Our second result is that the development of complex food-webs may be easy if the functional response is close to the ratio-dependent response and if the deviation from E-IFD is kept small. The result was obtained by assuming identical energy consumption for handling resources. The small variation of the ratio λM:Ω:ρ among species is an additional condition for the case that these parameters also evolve as properties of species. The two conditions regarding E-IFD and the ratio λM:Ω:ρ, respectively, may be examined if we focus on local food-webs in which the variation of energy consumption for handling is small and the functional response is close to the ratio-dependent response. However, ecological data in paleontological records are scarce (but see Crame 1990), and we could not find suitable data for the examination. Although there are studies that report IFD in present populations (Begon et al. 1996), whether IFD is a general phenomenon at the community level is not clear.

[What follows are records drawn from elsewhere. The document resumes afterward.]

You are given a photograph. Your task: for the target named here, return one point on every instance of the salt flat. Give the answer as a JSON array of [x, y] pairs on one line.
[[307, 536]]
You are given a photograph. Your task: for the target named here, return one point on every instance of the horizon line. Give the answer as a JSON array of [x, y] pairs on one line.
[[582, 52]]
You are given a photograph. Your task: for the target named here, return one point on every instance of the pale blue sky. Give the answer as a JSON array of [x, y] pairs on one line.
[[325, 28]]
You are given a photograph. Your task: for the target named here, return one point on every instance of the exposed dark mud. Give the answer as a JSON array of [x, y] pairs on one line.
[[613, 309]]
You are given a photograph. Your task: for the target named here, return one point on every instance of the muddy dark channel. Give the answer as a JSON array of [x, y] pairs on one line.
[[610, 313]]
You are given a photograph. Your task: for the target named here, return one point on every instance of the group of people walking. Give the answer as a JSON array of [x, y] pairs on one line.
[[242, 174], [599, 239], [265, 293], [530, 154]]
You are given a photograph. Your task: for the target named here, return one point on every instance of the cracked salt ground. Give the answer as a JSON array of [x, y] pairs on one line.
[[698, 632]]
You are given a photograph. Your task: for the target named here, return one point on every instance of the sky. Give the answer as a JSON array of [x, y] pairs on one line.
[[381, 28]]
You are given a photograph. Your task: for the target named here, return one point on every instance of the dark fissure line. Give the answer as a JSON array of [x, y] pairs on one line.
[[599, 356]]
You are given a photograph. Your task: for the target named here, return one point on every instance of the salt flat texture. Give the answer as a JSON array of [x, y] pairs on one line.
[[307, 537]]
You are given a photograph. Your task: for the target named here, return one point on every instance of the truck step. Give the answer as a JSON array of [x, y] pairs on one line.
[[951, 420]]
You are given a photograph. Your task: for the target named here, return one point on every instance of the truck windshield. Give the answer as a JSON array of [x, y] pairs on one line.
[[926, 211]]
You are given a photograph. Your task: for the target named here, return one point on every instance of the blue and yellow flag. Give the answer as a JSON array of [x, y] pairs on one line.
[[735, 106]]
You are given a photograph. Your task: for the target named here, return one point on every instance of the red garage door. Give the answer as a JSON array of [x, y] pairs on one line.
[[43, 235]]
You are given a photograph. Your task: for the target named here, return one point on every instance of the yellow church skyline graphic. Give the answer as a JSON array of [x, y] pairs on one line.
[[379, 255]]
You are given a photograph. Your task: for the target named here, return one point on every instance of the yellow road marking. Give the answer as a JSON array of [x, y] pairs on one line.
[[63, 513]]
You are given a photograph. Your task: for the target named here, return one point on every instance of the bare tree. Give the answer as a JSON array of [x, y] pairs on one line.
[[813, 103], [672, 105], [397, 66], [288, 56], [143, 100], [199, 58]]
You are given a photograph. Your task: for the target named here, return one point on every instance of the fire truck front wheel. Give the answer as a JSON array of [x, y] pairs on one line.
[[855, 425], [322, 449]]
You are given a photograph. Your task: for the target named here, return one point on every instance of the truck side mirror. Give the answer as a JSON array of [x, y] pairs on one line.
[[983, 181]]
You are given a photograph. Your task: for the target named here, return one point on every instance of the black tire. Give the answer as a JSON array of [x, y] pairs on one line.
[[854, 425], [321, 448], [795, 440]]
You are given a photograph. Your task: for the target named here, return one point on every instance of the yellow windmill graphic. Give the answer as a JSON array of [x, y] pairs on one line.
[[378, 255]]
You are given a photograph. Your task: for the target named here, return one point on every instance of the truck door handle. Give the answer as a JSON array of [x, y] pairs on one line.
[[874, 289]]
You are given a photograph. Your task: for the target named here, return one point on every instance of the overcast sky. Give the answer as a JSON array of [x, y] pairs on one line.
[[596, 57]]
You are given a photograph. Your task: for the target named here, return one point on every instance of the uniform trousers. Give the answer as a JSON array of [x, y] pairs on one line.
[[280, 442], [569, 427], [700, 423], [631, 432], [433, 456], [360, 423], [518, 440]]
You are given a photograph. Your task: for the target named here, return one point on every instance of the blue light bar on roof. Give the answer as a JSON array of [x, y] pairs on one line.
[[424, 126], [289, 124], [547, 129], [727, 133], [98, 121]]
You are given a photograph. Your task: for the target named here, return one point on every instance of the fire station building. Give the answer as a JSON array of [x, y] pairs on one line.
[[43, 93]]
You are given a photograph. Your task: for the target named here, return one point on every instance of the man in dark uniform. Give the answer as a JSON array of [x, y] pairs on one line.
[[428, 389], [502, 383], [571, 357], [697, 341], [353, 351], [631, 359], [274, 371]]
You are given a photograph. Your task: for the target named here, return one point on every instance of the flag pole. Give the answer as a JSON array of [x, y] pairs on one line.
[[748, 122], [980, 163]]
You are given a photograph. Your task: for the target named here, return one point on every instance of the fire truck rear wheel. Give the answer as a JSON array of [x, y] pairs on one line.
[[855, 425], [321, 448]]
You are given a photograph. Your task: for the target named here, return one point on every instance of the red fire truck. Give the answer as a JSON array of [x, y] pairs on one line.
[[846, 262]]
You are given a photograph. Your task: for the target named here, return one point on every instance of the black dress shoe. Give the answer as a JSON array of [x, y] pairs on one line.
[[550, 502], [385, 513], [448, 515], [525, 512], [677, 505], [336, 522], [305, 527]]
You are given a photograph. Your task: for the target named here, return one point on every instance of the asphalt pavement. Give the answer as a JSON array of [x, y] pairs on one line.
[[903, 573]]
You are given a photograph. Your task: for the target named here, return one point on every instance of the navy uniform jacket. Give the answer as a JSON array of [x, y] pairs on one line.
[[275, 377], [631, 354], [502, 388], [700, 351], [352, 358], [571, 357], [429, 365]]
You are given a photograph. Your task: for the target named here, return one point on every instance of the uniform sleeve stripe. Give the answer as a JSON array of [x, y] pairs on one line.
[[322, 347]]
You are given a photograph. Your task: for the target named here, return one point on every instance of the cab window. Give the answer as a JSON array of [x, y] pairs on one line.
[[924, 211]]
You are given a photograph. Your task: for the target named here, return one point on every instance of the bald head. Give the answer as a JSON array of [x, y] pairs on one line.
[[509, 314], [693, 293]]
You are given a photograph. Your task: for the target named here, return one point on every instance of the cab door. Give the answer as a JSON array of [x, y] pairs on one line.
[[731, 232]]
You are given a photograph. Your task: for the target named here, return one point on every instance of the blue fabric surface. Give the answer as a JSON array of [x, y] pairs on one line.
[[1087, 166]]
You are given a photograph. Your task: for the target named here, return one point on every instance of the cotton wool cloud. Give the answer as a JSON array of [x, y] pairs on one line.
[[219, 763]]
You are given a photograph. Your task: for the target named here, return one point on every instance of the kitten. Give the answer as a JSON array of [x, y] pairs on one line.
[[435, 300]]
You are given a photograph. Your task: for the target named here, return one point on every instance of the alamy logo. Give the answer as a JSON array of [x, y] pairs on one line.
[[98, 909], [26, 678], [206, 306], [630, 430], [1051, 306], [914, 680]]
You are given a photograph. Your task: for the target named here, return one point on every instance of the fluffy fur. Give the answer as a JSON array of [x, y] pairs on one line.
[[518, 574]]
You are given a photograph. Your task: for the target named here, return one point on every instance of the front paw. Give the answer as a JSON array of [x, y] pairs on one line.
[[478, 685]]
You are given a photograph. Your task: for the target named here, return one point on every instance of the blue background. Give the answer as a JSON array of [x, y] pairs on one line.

By translating the second result into features of evolutionary dynamics, a weak prediction can be made as follows. The two conditions are for realizing the uniformity of competitive strength, which corresponds to an almost flat fitness landscape around existing phenotypes in the phenotype space. In this situation, evolutionary dynamics is expected to be slow. Then, successful food-web development and maintenance may arise from slow evolutionary diversifications and turnovers, respectively. Conversely, rapid evolutionary diversification may correspond to the emergence of large variations of competitive strength, which can cause mass extinction through rapid exclusion by the diversifying lineage. Thus, it may be predicted that rapid evolutionary diversification tends to be accompanied by mass extinction. A widespread view is that external factors are the main causes of mass extinction detected in fossil records (Morris 1998), in which rapid radiation is expected after the extinctions. However, there are empirical studies that support the simultaneous occurrence of the radiation of mammals and the mass extinctions of dinosaurs (Springer et al. 2003). Moreover, they might have been interacting strongly, because fossil record shows that large mesozoic mammals fed on young dinosaurs (Hu et al. 2005).

Finally, our second result also implies that every species should be consumed by others (predators and/or parasites). This seems to hold, since we do not know of any species that is completely free from exploitation in the present biological communities forming complex food-webs.